Há ainda um terceiro fantasma, mas esse já foi devidamente exorcizado. Há dois anos, foi notícia que entre 2014 e 2018, a sociedade de advogados da qual Montenegro é sócio obteve contratos por ajuste direto das câmaras municipais de Espinho e Vagos (ambas lideradas pelo PSD) no valor de 400 mil euros. No entanto, a subcomissão de Ética da Assembleia da República concluiu que não havia uma situação de "impedimento" para o antigo líder parlamentar.
Montenegro canta. Será que encanta?
Casado e pai de dois filhos, Luís Montenegro é conhecido por fazer um arroz de marisco de comer e chorar por mais. Mas não foi isso que foi fazer ao Programa da Cristina, na SIC, onde António Costa e Assunção Cristas mostraram os dotes culinários. Aí - e já em plena campanha interna - Montenegro mostrou outro tipo de dotes, no caso vocais, ao ter feito um dueto em direto com Toni Carreira a cantar a música "Sonhos de Menino".
E de menino vem também o gosto pelo futebol, dentro e fora de campo. Adepto do Futebol Clube do Porto, gosta de marcar golos, disse outrora à TSF, lembrando os jogos em Espinho onde assume a posição de ponta-de-lança.
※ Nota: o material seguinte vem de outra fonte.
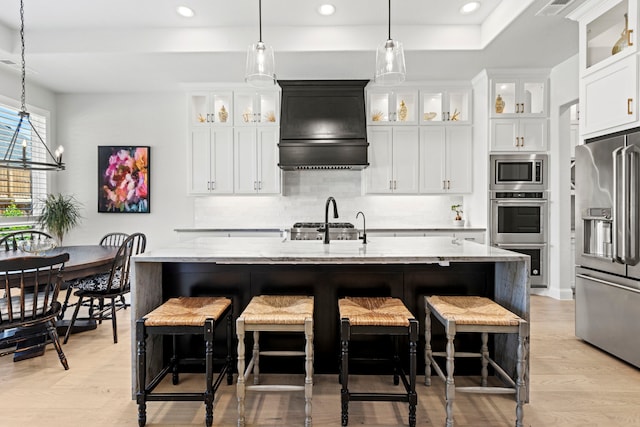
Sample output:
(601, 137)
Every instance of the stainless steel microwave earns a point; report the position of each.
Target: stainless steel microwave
(518, 172)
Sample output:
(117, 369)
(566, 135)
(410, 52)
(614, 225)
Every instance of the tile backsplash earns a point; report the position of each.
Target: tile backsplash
(303, 198)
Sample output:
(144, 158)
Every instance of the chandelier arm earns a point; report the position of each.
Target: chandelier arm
(33, 128)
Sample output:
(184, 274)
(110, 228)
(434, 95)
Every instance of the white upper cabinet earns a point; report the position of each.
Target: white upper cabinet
(394, 161)
(518, 97)
(448, 105)
(256, 161)
(397, 107)
(608, 32)
(210, 108)
(519, 134)
(252, 108)
(446, 154)
(211, 154)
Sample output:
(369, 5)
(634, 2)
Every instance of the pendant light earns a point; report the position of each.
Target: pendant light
(390, 68)
(27, 133)
(260, 64)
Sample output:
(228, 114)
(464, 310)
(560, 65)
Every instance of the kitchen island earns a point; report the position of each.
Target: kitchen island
(402, 267)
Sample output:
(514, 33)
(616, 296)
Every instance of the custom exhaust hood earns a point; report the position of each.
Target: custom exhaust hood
(323, 125)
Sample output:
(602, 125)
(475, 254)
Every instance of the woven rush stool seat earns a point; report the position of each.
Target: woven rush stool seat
(461, 314)
(184, 316)
(274, 313)
(378, 316)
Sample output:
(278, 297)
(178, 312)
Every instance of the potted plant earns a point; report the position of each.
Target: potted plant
(457, 221)
(59, 215)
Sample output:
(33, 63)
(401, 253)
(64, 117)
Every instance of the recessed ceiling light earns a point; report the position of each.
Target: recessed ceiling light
(470, 7)
(185, 11)
(326, 9)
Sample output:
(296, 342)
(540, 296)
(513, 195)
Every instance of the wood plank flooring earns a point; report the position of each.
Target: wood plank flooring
(572, 385)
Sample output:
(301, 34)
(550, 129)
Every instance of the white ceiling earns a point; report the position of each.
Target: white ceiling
(75, 46)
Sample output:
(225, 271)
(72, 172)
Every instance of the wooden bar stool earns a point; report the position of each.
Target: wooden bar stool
(378, 316)
(274, 313)
(184, 316)
(476, 314)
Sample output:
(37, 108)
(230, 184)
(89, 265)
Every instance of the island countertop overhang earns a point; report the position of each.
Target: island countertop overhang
(379, 250)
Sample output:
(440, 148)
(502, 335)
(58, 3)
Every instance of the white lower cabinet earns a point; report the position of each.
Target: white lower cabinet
(609, 97)
(519, 134)
(393, 158)
(256, 160)
(211, 153)
(446, 154)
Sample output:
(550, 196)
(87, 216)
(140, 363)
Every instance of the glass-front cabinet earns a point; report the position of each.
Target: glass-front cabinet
(210, 108)
(609, 32)
(518, 97)
(396, 107)
(253, 108)
(439, 105)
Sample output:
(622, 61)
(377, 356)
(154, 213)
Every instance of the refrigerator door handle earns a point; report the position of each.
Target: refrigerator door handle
(630, 166)
(616, 210)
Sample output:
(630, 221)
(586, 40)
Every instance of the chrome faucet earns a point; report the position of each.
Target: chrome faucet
(326, 217)
(364, 227)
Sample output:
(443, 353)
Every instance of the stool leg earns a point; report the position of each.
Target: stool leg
(240, 383)
(484, 358)
(427, 344)
(175, 373)
(308, 380)
(450, 391)
(229, 347)
(413, 397)
(256, 357)
(344, 380)
(141, 395)
(396, 361)
(209, 337)
(523, 335)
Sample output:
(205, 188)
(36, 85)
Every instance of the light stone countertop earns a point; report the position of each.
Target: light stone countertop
(277, 250)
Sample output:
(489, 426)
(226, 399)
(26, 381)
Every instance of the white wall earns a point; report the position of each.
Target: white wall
(564, 92)
(159, 120)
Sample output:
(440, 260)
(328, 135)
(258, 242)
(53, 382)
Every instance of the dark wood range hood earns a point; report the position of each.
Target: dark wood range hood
(323, 125)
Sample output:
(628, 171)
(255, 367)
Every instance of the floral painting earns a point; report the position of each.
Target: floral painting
(123, 179)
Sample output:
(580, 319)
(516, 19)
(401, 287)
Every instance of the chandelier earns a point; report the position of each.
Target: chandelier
(260, 71)
(390, 67)
(26, 132)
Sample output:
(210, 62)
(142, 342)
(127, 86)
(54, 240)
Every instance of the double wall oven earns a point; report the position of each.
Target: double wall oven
(519, 209)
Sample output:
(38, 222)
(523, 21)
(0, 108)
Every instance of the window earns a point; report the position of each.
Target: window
(21, 190)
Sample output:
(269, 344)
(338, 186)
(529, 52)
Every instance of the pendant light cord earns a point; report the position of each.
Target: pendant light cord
(389, 20)
(260, 19)
(23, 99)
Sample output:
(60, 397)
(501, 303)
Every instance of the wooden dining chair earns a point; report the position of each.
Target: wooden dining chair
(29, 303)
(108, 286)
(9, 242)
(109, 239)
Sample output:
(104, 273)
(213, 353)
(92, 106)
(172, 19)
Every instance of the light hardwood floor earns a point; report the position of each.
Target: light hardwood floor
(572, 384)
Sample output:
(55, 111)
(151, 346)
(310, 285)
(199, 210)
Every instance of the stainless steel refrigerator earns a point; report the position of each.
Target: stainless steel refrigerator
(607, 217)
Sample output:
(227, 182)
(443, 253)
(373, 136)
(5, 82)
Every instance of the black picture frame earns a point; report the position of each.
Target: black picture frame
(124, 179)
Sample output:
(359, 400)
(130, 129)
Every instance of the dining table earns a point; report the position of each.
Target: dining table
(84, 261)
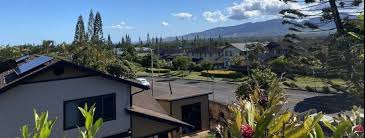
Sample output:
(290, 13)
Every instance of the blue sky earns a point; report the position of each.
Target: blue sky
(31, 21)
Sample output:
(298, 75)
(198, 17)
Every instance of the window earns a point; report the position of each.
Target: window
(104, 104)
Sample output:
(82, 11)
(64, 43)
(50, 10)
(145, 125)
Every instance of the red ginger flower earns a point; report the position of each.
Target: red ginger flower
(359, 129)
(247, 131)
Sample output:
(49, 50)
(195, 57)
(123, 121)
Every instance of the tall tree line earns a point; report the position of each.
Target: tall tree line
(94, 32)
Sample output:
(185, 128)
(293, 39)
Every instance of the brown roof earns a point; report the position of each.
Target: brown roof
(145, 100)
(180, 96)
(159, 116)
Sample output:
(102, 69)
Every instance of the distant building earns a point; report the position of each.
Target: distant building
(222, 56)
(211, 54)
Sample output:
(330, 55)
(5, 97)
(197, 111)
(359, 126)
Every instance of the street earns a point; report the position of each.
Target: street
(298, 101)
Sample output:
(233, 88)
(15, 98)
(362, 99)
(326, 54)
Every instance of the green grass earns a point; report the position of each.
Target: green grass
(308, 81)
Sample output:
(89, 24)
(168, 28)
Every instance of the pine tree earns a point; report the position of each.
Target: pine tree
(109, 42)
(328, 15)
(140, 41)
(98, 29)
(148, 40)
(90, 27)
(79, 31)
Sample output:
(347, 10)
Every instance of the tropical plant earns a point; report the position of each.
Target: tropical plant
(42, 126)
(347, 126)
(91, 127)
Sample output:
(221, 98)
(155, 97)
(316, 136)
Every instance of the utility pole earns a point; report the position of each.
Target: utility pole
(152, 69)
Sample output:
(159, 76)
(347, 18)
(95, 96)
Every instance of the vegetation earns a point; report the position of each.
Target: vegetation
(91, 127)
(263, 79)
(260, 115)
(43, 127)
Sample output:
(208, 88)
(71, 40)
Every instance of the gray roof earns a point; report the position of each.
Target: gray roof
(245, 46)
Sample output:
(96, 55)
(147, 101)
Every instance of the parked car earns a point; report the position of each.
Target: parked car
(144, 82)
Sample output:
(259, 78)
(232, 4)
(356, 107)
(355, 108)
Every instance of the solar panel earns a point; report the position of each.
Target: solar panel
(7, 65)
(22, 58)
(32, 64)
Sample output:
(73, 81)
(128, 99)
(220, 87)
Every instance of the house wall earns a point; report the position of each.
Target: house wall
(17, 104)
(149, 128)
(204, 101)
(165, 105)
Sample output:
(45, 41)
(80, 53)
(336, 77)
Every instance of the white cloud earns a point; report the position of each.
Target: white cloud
(214, 16)
(121, 25)
(164, 23)
(254, 8)
(183, 15)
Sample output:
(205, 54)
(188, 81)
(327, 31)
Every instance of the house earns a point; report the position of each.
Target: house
(59, 87)
(271, 50)
(190, 107)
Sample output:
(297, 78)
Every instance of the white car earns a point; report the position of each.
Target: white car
(144, 82)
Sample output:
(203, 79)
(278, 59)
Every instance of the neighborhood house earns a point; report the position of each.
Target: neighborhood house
(59, 87)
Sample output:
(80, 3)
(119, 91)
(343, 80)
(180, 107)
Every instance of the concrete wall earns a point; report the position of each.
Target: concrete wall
(17, 104)
(142, 127)
(204, 101)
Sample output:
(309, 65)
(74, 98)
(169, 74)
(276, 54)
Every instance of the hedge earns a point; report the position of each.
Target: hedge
(149, 70)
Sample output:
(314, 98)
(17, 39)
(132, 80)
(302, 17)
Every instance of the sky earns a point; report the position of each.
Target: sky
(31, 21)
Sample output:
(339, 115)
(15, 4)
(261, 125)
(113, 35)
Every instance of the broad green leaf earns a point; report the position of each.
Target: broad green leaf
(95, 128)
(329, 125)
(318, 130)
(341, 129)
(25, 131)
(278, 123)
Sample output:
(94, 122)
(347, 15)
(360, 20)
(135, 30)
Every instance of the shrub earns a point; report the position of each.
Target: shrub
(149, 70)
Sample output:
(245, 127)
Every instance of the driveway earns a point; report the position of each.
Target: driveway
(298, 101)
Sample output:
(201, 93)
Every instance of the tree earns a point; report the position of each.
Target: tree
(90, 27)
(101, 59)
(79, 31)
(146, 61)
(328, 10)
(238, 60)
(109, 41)
(98, 29)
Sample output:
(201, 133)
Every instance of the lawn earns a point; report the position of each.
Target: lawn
(308, 81)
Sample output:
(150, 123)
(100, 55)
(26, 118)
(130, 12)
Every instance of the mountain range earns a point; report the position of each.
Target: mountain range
(264, 29)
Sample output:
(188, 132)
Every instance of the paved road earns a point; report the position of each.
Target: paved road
(298, 101)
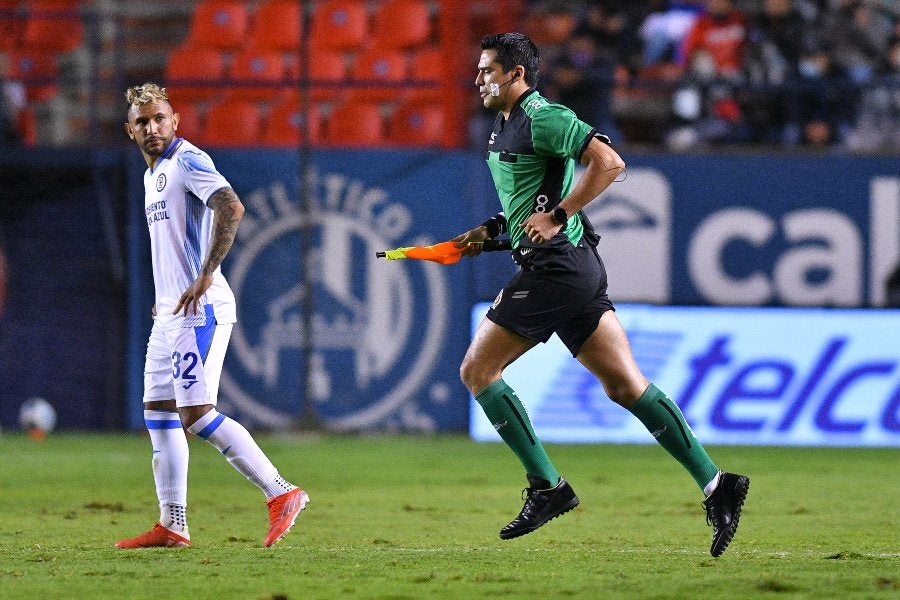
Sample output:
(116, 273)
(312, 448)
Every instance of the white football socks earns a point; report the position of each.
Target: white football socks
(170, 464)
(231, 439)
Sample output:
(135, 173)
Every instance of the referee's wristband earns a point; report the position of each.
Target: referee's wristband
(495, 225)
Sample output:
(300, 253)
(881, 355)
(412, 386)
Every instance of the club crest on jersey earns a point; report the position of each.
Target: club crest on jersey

Montenegro, que também foi nadador salvador, chega para tentar tirar o PSD das mãos de Rui Rio porque o partido " não está condenado ao definhamento ". Se é ou não um salvamento, isso só o tempo o dirá, mas a ambição está lá toda: vencer o partido, vencer as autárquicas e depois o país. De preferência, como Cavaco Silva o fez: com maioria absoluta.